If a map image with a large scale is displayed on the screen, the user may enlarge the operation unit 14 to see a more detailed map image by going off a highway or a national road and entering a prefectural road. When the key is pressed, the map image drawing unit 1
5a determines YES in step 111 of FIG. 4, inputs the vehicle position data detected by the vehicle position detection unit 13, and
The buffer memory 15 is provided with new map data related to the lower-layer map leaf having a small scale from the CD-ROM 11 around the vehicle position.
While reading out to b, a map image for 9 screens centering on the position of the vehicle is drawn on the video RAM 15d. Then, the map image drawing unit 15a controls the read control unit 15e,
A one-screen map image centered on the vehicle position is cut out from the video RAM 15d and output to the combining unit 15j. In addition, the vehicle position mark generation unit 15f also includes the vehicle position detection unit 1
A predetermined vehicle position mark is generated in the direction indicated by the vehicle direction data detected in 3, and is output to the synthesizing unit 15j. The synthesizing unit 15j synthesizes the vehicle position mark with the map image, outputs it to the display device 12, and displays it on the screen (step 115). As a result, this time, the enlarged detailed map image will be displayed together with the vehicle position mark, and even if you drive off the highway or national road, you can grasp the road condition around your vehicle position. ..

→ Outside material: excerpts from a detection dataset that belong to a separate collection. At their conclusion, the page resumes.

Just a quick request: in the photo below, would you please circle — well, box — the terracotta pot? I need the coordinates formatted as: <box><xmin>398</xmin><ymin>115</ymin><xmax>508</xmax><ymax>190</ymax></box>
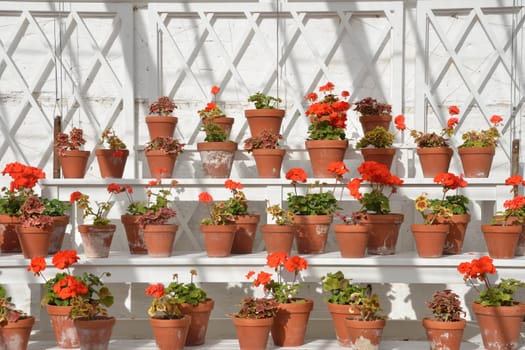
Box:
<box><xmin>244</xmin><ymin>108</ymin><xmax>285</xmax><ymax>136</ymax></box>
<box><xmin>179</xmin><ymin>299</ymin><xmax>215</xmax><ymax>346</ymax></box>
<box><xmin>295</xmin><ymin>215</ymin><xmax>333</xmax><ymax>254</ymax></box>
<box><xmin>203</xmin><ymin>117</ymin><xmax>235</xmax><ymax>138</ymax></box>
<box><xmin>146</xmin><ymin>115</ymin><xmax>178</xmax><ymax>140</ymax></box>
<box><xmin>16</xmin><ymin>225</ymin><xmax>54</xmax><ymax>259</ymax></box>
<box><xmin>252</xmin><ymin>149</ymin><xmax>286</xmax><ymax>179</ymax></box>
<box><xmin>334</xmin><ymin>224</ymin><xmax>368</xmax><ymax>258</ymax></box>
<box><xmin>197</xmin><ymin>141</ymin><xmax>237</xmax><ymax>178</ymax></box>
<box><xmin>142</xmin><ymin>224</ymin><xmax>179</xmax><ymax>257</ymax></box>
<box><xmin>73</xmin><ymin>317</ymin><xmax>116</xmax><ymax>350</ymax></box>
<box><xmin>326</xmin><ymin>303</ymin><xmax>359</xmax><ymax>347</ymax></box>
<box><xmin>472</xmin><ymin>303</ymin><xmax>525</xmax><ymax>350</ymax></box>
<box><xmin>46</xmin><ymin>305</ymin><xmax>80</xmax><ymax>349</ymax></box>
<box><xmin>361</xmin><ymin>148</ymin><xmax>396</xmax><ymax>169</ymax></box>
<box><xmin>359</xmin><ymin>115</ymin><xmax>392</xmax><ymax>134</ymax></box>
<box><xmin>345</xmin><ymin>318</ymin><xmax>386</xmax><ymax>350</ymax></box>
<box><xmin>458</xmin><ymin>147</ymin><xmax>496</xmax><ymax>177</ymax></box>
<box><xmin>232</xmin><ymin>214</ymin><xmax>261</xmax><ymax>254</ymax></box>
<box><xmin>0</xmin><ymin>316</ymin><xmax>35</xmax><ymax>350</ymax></box>
<box><xmin>410</xmin><ymin>224</ymin><xmax>449</xmax><ymax>258</ymax></box>
<box><xmin>423</xmin><ymin>318</ymin><xmax>467</xmax><ymax>350</ymax></box>
<box><xmin>305</xmin><ymin>140</ymin><xmax>348</xmax><ymax>178</ymax></box>
<box><xmin>417</xmin><ymin>147</ymin><xmax>454</xmax><ymax>178</ymax></box>
<box><xmin>0</xmin><ymin>214</ymin><xmax>22</xmax><ymax>253</ymax></box>
<box><xmin>272</xmin><ymin>299</ymin><xmax>314</xmax><ymax>346</ymax></box>
<box><xmin>200</xmin><ymin>225</ymin><xmax>236</xmax><ymax>257</ymax></box>
<box><xmin>78</xmin><ymin>225</ymin><xmax>117</xmax><ymax>258</ymax></box>
<box><xmin>95</xmin><ymin>149</ymin><xmax>129</xmax><ymax>179</ymax></box>
<box><xmin>49</xmin><ymin>215</ymin><xmax>69</xmax><ymax>254</ymax></box>
<box><xmin>362</xmin><ymin>214</ymin><xmax>404</xmax><ymax>255</ymax></box>
<box><xmin>144</xmin><ymin>150</ymin><xmax>177</xmax><ymax>179</ymax></box>
<box><xmin>232</xmin><ymin>317</ymin><xmax>274</xmax><ymax>350</ymax></box>
<box><xmin>120</xmin><ymin>215</ymin><xmax>148</xmax><ymax>254</ymax></box>
<box><xmin>59</xmin><ymin>151</ymin><xmax>90</xmax><ymax>179</ymax></box>
<box><xmin>438</xmin><ymin>214</ymin><xmax>470</xmax><ymax>254</ymax></box>
<box><xmin>261</xmin><ymin>224</ymin><xmax>295</xmax><ymax>255</ymax></box>
<box><xmin>149</xmin><ymin>315</ymin><xmax>191</xmax><ymax>350</ymax></box>
<box><xmin>481</xmin><ymin>224</ymin><xmax>522</xmax><ymax>259</ymax></box>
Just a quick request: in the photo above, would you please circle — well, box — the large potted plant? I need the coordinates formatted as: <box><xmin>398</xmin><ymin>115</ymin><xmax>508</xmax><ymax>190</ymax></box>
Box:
<box><xmin>0</xmin><ymin>285</ymin><xmax>35</xmax><ymax>350</ymax></box>
<box><xmin>0</xmin><ymin>162</ymin><xmax>46</xmax><ymax>253</ymax></box>
<box><xmin>27</xmin><ymin>250</ymin><xmax>113</xmax><ymax>348</ymax></box>
<box><xmin>346</xmin><ymin>161</ymin><xmax>404</xmax><ymax>255</ymax></box>
<box><xmin>423</xmin><ymin>289</ymin><xmax>467</xmax><ymax>350</ymax></box>
<box><xmin>458</xmin><ymin>110</ymin><xmax>503</xmax><ymax>178</ymax></box>
<box><xmin>95</xmin><ymin>128</ymin><xmax>129</xmax><ymax>179</ymax></box>
<box><xmin>144</xmin><ymin>136</ymin><xmax>184</xmax><ymax>179</ymax></box>
<box><xmin>286</xmin><ymin>168</ymin><xmax>339</xmax><ymax>254</ymax></box>
<box><xmin>345</xmin><ymin>293</ymin><xmax>386</xmax><ymax>350</ymax></box>
<box><xmin>146</xmin><ymin>283</ymin><xmax>191</xmax><ymax>350</ymax></box>
<box><xmin>244</xmin><ymin>91</ymin><xmax>285</xmax><ymax>137</ymax></box>
<box><xmin>353</xmin><ymin>97</ymin><xmax>392</xmax><ymax>134</ymax></box>
<box><xmin>244</xmin><ymin>129</ymin><xmax>286</xmax><ymax>178</ymax></box>
<box><xmin>355</xmin><ymin>126</ymin><xmax>396</xmax><ymax>169</ymax></box>
<box><xmin>16</xmin><ymin>196</ymin><xmax>54</xmax><ymax>258</ymax></box>
<box><xmin>305</xmin><ymin>82</ymin><xmax>350</xmax><ymax>177</ymax></box>
<box><xmin>394</xmin><ymin>108</ymin><xmax>458</xmax><ymax>177</ymax></box>
<box><xmin>246</xmin><ymin>252</ymin><xmax>314</xmax><ymax>346</ymax></box>
<box><xmin>229</xmin><ymin>297</ymin><xmax>279</xmax><ymax>350</ymax></box>
<box><xmin>199</xmin><ymin>192</ymin><xmax>236</xmax><ymax>257</ymax></box>
<box><xmin>137</xmin><ymin>179</ymin><xmax>179</xmax><ymax>257</ymax></box>
<box><xmin>69</xmin><ymin>183</ymin><xmax>122</xmax><ymax>258</ymax></box>
<box><xmin>146</xmin><ymin>96</ymin><xmax>178</xmax><ymax>140</ymax></box>
<box><xmin>321</xmin><ymin>271</ymin><xmax>367</xmax><ymax>347</ymax></box>
<box><xmin>458</xmin><ymin>256</ymin><xmax>525</xmax><ymax>350</ymax></box>
<box><xmin>55</xmin><ymin>128</ymin><xmax>90</xmax><ymax>178</ymax></box>
<box><xmin>261</xmin><ymin>201</ymin><xmax>295</xmax><ymax>254</ymax></box>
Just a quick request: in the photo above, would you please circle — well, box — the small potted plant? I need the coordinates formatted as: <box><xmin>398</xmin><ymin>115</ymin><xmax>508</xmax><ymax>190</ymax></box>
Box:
<box><xmin>197</xmin><ymin>86</ymin><xmax>237</xmax><ymax>178</ymax></box>
<box><xmin>146</xmin><ymin>96</ymin><xmax>178</xmax><ymax>140</ymax></box>
<box><xmin>17</xmin><ymin>196</ymin><xmax>54</xmax><ymax>258</ymax></box>
<box><xmin>354</xmin><ymin>97</ymin><xmax>392</xmax><ymax>134</ymax></box>
<box><xmin>199</xmin><ymin>192</ymin><xmax>237</xmax><ymax>257</ymax></box>
<box><xmin>246</xmin><ymin>252</ymin><xmax>314</xmax><ymax>346</ymax></box>
<box><xmin>95</xmin><ymin>128</ymin><xmax>129</xmax><ymax>179</ymax></box>
<box><xmin>244</xmin><ymin>91</ymin><xmax>285</xmax><ymax>137</ymax></box>
<box><xmin>146</xmin><ymin>283</ymin><xmax>191</xmax><ymax>350</ymax></box>
<box><xmin>260</xmin><ymin>200</ymin><xmax>295</xmax><ymax>254</ymax></box>
<box><xmin>321</xmin><ymin>271</ymin><xmax>368</xmax><ymax>347</ymax></box>
<box><xmin>450</xmin><ymin>106</ymin><xmax>503</xmax><ymax>178</ymax></box>
<box><xmin>355</xmin><ymin>126</ymin><xmax>396</xmax><ymax>169</ymax></box>
<box><xmin>423</xmin><ymin>289</ymin><xmax>467</xmax><ymax>350</ymax></box>
<box><xmin>137</xmin><ymin>179</ymin><xmax>179</xmax><ymax>257</ymax></box>
<box><xmin>69</xmin><ymin>184</ymin><xmax>122</xmax><ymax>258</ymax></box>
<box><xmin>305</xmin><ymin>82</ymin><xmax>350</xmax><ymax>178</ymax></box>
<box><xmin>55</xmin><ymin>128</ymin><xmax>90</xmax><ymax>178</ymax></box>
<box><xmin>458</xmin><ymin>255</ymin><xmax>525</xmax><ymax>350</ymax></box>
<box><xmin>144</xmin><ymin>136</ymin><xmax>184</xmax><ymax>179</ymax></box>
<box><xmin>229</xmin><ymin>297</ymin><xmax>279</xmax><ymax>349</ymax></box>
<box><xmin>244</xmin><ymin>129</ymin><xmax>286</xmax><ymax>178</ymax></box>
<box><xmin>0</xmin><ymin>285</ymin><xmax>35</xmax><ymax>350</ymax></box>
<box><xmin>345</xmin><ymin>293</ymin><xmax>386</xmax><ymax>350</ymax></box>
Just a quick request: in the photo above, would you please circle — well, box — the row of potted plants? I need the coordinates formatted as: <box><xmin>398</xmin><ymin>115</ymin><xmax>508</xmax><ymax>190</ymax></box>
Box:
<box><xmin>56</xmin><ymin>82</ymin><xmax>503</xmax><ymax>178</ymax></box>
<box><xmin>0</xmin><ymin>156</ymin><xmax>525</xmax><ymax>258</ymax></box>
<box><xmin>0</xmin><ymin>250</ymin><xmax>525</xmax><ymax>350</ymax></box>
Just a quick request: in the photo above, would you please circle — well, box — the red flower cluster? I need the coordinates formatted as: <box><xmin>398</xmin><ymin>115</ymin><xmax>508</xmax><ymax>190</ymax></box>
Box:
<box><xmin>458</xmin><ymin>256</ymin><xmax>496</xmax><ymax>282</ymax></box>
<box><xmin>2</xmin><ymin>162</ymin><xmax>46</xmax><ymax>192</ymax></box>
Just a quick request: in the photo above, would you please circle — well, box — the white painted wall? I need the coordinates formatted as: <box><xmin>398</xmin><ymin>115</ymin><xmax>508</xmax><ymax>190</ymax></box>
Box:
<box><xmin>0</xmin><ymin>0</ymin><xmax>525</xmax><ymax>339</ymax></box>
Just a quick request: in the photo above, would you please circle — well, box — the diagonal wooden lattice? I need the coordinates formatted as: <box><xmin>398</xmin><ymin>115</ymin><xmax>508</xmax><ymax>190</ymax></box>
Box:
<box><xmin>149</xmin><ymin>1</ymin><xmax>404</xmax><ymax>248</ymax></box>
<box><xmin>0</xmin><ymin>2</ymin><xmax>134</xmax><ymax>174</ymax></box>
<box><xmin>415</xmin><ymin>1</ymin><xmax>525</xmax><ymax>165</ymax></box>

On the contrary, in the state where a small scale map image is displayed on the screen, in order to see a wider range of map images such as entering a national highway or a highway from a prefectural road or city road, the operation unit 14 is used. When the reduction key is pressed, the map image drawing unit 15a determines YES in step 111, inputs the vehicle position data detected by the vehicle position detection unit 13, and inputs the vehicle position data from the CD-ROM 11 to the scale around the own vehicle position. Buffer memory 15a for the map data related to the map leaf in the upper layer of
While reading out, a map image for 9 screens centering on the position of the vehicle is drawn on the video RAM 15d. Then, the map image drawing unit 15a causes the read control unit 15e to cut out a one-screen map image centered on the vehicle position from the video RAM 15d and outputs it to the synthesizing unit 15j. Also,
The vehicle position mark generation unit 15f also generates a predetermined vehicle position mark in the direction indicated by the vehicle azimuth data detected by the vehicle position detection unit 13 and outputs it to the synthesis unit 15j. Synthesis unit 15
j combines the vehicle position mark with the map image, outputs it to the display device 12, and displays it on the screen (step 11).
5). As a result, this time, the reduced map image is displayed together with the vehicle position mark, and it is possible to grasp a wide range of road conditions around the vehicle position.

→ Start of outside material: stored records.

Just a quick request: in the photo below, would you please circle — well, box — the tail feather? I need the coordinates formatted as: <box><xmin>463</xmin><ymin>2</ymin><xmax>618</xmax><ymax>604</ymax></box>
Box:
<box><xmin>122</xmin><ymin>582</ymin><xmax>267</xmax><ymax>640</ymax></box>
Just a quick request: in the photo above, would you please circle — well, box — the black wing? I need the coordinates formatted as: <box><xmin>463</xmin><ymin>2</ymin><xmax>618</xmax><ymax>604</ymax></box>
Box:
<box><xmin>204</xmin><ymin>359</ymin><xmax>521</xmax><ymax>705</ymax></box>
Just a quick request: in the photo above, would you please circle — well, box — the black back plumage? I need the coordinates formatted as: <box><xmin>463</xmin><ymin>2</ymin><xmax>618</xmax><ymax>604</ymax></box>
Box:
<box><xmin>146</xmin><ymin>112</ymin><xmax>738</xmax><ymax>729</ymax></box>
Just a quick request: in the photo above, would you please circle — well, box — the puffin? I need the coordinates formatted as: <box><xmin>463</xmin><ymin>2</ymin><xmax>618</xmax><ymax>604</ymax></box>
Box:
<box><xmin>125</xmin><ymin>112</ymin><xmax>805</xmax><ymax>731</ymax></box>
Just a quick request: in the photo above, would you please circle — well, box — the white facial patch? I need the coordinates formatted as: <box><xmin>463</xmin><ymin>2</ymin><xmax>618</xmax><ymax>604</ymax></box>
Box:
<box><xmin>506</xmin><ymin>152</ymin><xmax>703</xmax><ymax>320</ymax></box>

Route search processing (departure-destination is close
Unlike this, when the driver wants to travel to the desired destination in the route guidance mode, the route guidance mode key on the operation unit 14 is pressed to enter the route guidance mode (YES in step 112 of FIG. 4, Step 401 in FIG. 7). Next, the map image drawing unit 15 is operated by operating the map search key, the enlargement key, or the like.
A small scale map image of the lower layer including the destination is displayed on the display screen by a, and then the vehicle position mark is positioned at the destination using the map scroll key to set the destination (step 402 in FIG. 7). ).

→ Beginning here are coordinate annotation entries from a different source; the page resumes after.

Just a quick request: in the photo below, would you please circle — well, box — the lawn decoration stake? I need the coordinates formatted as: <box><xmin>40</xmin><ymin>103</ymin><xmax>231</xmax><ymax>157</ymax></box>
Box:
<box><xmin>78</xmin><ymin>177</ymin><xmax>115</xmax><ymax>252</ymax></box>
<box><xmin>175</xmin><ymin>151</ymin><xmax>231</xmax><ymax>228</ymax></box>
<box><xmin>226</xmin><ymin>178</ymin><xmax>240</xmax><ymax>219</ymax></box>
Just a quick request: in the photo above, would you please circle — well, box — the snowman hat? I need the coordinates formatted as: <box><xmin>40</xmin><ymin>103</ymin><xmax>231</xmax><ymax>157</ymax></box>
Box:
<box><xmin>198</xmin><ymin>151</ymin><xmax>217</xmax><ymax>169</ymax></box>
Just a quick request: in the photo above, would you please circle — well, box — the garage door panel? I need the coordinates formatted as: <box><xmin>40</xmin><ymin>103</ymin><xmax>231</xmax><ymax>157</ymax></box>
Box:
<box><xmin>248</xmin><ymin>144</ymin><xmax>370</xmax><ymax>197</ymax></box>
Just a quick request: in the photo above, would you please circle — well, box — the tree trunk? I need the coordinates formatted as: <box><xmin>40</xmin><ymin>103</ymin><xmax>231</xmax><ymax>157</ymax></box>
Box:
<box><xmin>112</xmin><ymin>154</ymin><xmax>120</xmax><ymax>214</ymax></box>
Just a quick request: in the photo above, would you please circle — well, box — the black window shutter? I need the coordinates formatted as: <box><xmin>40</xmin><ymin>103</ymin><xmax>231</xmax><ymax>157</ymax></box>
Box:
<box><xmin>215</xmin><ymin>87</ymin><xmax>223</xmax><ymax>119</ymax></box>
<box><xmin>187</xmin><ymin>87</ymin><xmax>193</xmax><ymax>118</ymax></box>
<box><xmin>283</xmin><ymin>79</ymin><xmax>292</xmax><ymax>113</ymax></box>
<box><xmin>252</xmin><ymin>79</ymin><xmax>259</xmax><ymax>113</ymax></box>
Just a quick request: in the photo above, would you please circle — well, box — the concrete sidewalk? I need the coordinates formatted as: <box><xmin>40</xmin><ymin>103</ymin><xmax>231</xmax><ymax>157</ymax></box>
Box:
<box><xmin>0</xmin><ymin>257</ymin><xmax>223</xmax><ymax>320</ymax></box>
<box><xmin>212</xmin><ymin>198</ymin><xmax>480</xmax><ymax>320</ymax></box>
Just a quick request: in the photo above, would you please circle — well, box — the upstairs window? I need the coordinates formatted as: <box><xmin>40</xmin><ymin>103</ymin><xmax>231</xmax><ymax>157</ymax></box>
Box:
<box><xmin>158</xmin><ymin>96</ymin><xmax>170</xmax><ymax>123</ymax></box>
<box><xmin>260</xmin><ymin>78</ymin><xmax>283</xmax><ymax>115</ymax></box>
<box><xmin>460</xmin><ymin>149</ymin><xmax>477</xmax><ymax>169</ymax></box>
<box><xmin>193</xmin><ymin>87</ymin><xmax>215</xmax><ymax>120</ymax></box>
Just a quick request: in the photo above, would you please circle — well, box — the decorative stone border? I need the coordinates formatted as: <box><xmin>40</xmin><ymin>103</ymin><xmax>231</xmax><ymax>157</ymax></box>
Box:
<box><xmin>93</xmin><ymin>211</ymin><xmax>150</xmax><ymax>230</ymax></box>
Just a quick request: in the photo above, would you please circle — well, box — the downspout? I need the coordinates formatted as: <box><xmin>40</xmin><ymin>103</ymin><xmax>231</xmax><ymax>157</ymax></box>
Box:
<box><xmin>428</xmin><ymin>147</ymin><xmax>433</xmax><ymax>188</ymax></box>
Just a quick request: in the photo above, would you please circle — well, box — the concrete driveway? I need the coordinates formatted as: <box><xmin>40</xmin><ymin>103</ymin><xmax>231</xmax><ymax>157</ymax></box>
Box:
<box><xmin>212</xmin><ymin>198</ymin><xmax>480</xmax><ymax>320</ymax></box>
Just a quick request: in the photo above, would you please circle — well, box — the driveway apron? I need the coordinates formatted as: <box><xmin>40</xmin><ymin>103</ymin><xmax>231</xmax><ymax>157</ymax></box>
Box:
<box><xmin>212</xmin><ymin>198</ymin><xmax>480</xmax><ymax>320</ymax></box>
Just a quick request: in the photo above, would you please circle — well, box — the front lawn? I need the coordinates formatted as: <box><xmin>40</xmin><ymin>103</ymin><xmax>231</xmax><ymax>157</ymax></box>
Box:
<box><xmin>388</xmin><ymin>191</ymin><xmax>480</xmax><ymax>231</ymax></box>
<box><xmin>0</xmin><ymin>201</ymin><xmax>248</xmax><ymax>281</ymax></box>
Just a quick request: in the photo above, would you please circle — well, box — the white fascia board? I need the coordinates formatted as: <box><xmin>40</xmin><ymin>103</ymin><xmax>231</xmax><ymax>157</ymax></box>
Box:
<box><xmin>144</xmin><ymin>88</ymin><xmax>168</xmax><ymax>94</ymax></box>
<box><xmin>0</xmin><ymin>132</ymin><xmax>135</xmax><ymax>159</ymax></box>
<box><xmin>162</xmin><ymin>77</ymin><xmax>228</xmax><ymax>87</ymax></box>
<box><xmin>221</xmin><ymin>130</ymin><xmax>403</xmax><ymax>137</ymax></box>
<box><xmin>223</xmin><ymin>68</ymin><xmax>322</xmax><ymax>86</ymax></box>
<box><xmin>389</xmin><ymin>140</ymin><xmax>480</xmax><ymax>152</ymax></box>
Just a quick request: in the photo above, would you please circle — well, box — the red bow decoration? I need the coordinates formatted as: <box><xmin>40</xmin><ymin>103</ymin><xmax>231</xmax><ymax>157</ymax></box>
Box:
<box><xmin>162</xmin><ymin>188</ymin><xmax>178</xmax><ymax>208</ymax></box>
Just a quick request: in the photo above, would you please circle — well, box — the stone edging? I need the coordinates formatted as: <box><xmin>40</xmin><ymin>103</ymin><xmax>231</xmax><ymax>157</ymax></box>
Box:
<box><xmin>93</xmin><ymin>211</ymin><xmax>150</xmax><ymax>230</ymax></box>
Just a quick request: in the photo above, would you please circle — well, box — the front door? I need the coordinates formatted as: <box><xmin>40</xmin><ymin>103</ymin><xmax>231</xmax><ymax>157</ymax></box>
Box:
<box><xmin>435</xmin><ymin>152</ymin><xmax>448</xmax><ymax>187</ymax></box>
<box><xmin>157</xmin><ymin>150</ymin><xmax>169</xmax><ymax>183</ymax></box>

When the destination is set, the optimum route searching unit 1
5g automatically sets the current vehicle position as the departure place (step 403), and the optimum route searching unit 15f defines the departure place in the lower layer road data based on the map data of the lower layer map including the departure place. The intersection (the original intersection node or an adjacent node of simple nodes) (step 4
04), if it is an intersection, it is set as the departure point intersection STP (step 405), and the processing after step 407 is performed. , Processing after step 407 is performed. When the departure point intersection STP is determined, the optimum route searching unit 15g checks whether the destination is the intersection defined by the road data of the lower layer (the original intersection node or the adjacent node of the simple nodes) (step 4).
07), if it is an intersection, it is set as the destination intersection DSP (step 408) and the processing from step 410 is performed. If it is not the intersection, the nearest intersection is set as the destination intersection DSP (step 409) and the processing after step 410 is performed. To do.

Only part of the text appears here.